L’idée qui se dessine ces dernières années est la création d’une institution qui regrouperait toutes les données ADN recensées. Les entreprises devraient payer pour y accéder, afin de rémunérer les pays d’origine des ressources. Du côté de la délégation française, on dit soutenir une telle initiative, à une condition : que l’accès à cette institution reste gratuit pour la recherche publique.
N°6 – La sécurité de l’événement sera-t-elle assurée ?
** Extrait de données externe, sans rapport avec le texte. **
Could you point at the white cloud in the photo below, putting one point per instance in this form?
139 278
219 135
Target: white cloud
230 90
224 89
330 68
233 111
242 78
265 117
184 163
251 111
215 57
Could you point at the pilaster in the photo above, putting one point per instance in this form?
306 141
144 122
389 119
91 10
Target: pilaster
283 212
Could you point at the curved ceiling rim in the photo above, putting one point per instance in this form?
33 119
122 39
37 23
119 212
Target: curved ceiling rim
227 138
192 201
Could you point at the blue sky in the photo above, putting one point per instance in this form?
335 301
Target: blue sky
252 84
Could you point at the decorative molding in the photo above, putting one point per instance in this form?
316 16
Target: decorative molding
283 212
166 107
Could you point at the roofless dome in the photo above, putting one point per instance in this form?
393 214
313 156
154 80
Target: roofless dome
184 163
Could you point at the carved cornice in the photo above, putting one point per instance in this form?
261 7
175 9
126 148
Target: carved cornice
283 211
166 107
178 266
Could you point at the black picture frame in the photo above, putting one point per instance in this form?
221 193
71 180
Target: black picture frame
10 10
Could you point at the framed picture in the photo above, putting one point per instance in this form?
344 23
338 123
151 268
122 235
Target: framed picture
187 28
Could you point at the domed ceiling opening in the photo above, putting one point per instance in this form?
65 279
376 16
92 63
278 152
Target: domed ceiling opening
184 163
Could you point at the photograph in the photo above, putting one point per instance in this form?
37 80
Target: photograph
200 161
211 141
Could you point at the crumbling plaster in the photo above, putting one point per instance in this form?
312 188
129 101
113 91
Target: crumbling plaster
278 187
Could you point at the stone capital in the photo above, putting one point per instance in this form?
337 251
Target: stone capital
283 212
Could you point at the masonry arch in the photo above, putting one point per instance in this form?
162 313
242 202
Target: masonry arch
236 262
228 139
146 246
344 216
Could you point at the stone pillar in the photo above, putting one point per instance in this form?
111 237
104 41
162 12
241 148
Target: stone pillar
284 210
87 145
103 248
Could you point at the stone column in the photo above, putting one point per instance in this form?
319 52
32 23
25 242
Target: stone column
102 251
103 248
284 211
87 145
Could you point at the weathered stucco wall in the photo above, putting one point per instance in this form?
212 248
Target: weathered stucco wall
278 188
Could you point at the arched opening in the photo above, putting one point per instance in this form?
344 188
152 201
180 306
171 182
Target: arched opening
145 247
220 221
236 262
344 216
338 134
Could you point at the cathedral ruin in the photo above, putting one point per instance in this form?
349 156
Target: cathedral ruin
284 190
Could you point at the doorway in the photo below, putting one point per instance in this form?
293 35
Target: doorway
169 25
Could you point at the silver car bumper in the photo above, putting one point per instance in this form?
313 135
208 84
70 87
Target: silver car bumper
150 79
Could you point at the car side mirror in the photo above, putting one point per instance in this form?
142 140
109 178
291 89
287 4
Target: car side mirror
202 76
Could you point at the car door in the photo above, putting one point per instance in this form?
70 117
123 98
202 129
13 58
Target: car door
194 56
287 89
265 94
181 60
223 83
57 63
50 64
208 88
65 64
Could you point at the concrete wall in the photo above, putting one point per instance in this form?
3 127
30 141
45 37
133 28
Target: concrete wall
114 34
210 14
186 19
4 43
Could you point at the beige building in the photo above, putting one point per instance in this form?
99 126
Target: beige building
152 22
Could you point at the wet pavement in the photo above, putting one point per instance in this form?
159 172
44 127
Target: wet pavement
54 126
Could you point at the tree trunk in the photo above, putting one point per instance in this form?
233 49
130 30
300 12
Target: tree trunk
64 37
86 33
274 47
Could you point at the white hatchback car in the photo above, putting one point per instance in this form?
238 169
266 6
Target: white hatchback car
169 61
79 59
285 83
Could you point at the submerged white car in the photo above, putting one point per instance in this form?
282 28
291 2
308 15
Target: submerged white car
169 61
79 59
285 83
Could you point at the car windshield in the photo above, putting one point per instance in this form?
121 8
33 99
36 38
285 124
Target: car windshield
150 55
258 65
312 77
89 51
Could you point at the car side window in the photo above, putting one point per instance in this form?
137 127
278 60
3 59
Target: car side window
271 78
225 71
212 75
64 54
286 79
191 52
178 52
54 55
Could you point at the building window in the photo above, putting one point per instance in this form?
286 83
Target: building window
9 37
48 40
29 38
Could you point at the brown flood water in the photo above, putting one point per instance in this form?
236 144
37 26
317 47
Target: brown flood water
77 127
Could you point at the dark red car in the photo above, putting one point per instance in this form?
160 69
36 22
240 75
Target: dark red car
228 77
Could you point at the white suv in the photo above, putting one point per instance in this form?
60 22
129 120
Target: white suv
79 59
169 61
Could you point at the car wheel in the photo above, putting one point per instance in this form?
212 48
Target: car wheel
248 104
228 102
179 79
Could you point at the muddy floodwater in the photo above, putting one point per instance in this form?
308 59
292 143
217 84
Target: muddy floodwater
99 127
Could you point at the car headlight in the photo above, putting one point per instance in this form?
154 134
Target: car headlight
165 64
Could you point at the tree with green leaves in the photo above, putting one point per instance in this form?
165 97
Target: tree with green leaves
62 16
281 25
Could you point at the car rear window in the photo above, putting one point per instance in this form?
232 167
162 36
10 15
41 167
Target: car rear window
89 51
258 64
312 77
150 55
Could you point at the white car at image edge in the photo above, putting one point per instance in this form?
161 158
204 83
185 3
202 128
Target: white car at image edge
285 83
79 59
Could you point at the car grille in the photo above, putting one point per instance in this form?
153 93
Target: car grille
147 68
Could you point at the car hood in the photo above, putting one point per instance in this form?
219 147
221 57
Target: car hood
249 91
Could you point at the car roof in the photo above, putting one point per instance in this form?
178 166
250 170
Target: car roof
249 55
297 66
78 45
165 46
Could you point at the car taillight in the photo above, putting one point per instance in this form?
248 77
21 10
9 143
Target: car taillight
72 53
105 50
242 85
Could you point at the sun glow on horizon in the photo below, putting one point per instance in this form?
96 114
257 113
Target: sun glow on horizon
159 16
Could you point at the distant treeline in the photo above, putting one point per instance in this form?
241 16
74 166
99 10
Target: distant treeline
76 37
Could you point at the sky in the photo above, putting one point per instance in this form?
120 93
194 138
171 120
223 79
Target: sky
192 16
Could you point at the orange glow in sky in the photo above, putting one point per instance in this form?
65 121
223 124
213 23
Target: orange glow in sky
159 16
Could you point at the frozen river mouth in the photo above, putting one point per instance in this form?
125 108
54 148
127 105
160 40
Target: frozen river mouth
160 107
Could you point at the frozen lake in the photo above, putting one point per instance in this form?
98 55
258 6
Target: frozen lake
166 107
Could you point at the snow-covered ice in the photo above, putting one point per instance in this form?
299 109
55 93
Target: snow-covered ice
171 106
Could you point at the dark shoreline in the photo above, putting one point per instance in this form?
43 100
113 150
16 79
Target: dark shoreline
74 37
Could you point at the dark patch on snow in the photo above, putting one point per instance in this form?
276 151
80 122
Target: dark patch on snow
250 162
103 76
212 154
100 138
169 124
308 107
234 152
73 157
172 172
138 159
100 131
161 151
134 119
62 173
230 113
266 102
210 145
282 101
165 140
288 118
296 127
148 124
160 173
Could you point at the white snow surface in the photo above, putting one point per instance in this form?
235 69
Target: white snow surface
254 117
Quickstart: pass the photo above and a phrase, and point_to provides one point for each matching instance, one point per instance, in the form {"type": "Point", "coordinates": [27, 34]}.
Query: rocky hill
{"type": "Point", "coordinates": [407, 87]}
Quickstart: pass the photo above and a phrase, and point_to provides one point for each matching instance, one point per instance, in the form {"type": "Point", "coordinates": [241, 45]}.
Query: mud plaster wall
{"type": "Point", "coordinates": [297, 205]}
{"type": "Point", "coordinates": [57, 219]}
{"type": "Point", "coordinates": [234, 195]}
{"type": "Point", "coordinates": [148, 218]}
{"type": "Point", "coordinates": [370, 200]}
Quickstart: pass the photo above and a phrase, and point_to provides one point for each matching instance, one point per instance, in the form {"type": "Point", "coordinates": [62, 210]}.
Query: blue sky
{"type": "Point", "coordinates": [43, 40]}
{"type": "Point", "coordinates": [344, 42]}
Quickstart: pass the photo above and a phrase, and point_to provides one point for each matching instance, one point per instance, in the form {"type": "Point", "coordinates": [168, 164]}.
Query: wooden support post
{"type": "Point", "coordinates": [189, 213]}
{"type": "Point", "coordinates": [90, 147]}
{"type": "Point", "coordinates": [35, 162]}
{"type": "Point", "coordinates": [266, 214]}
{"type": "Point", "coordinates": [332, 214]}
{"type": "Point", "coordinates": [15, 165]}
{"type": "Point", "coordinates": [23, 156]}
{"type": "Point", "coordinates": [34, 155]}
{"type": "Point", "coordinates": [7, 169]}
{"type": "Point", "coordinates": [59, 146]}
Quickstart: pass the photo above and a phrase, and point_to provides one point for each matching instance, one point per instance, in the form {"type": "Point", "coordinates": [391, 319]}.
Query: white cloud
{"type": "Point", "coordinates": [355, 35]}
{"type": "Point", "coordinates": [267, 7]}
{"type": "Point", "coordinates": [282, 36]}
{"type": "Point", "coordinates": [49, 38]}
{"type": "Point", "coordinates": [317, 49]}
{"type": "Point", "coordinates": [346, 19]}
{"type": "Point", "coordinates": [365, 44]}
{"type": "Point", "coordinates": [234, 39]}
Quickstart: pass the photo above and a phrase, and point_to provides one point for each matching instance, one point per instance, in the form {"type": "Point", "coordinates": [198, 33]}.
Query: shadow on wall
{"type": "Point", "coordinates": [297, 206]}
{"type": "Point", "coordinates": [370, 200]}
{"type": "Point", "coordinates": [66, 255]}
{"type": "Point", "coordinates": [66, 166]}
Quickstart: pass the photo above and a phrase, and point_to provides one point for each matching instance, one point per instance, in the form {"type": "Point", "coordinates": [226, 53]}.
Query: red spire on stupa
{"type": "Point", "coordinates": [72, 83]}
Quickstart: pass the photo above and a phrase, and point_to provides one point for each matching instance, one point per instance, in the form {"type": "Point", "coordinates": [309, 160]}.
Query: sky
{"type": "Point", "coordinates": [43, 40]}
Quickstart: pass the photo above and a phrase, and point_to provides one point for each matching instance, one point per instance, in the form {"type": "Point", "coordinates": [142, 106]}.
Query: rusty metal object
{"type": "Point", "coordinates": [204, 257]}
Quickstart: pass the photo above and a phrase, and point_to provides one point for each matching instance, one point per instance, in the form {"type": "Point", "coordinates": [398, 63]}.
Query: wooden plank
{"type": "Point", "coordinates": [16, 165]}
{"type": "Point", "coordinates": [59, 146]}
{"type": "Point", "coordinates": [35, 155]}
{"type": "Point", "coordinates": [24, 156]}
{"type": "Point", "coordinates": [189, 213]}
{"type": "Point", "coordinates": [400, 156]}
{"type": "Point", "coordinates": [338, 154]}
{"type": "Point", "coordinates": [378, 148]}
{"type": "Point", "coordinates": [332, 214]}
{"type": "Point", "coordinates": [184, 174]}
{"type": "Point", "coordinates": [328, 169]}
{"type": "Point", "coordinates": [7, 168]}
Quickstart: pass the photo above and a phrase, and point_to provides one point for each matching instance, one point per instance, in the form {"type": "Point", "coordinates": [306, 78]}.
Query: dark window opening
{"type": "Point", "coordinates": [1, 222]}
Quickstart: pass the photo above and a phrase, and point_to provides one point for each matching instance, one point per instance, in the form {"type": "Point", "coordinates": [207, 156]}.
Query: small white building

En Colombie, des rebelles affrontent l’armée depuis des années. C’est une branche dissidente des Farcs, une force de guérilla communiste, qui a cette fois menacé la conférence internationale. Sur X, anciennement Twitter, ils ont invité « les délégués de la communauté nationale et internationale à s’abstenir d’assister à la COP16. » Le groupe avait pourtant annoncé une trêve de ses opérations militaires pendant l’événement. Mais les forces armées colombiennes ont lancé une offensive militaire contre des places fortes des rebelles le 12 octobre. Cela n’a pas manqué de raviver les hostilités.
Le président colombien Gustavo Petro s’est voulu rassurant pour la conférence. « La sécurité de la COP est garantie », a-t-il lancé à l’adresse des 12 000 personnes attendues à Cali. L’État a annoncé déployer 10 000 forces de police et 1 600 membres de l’armée nationale.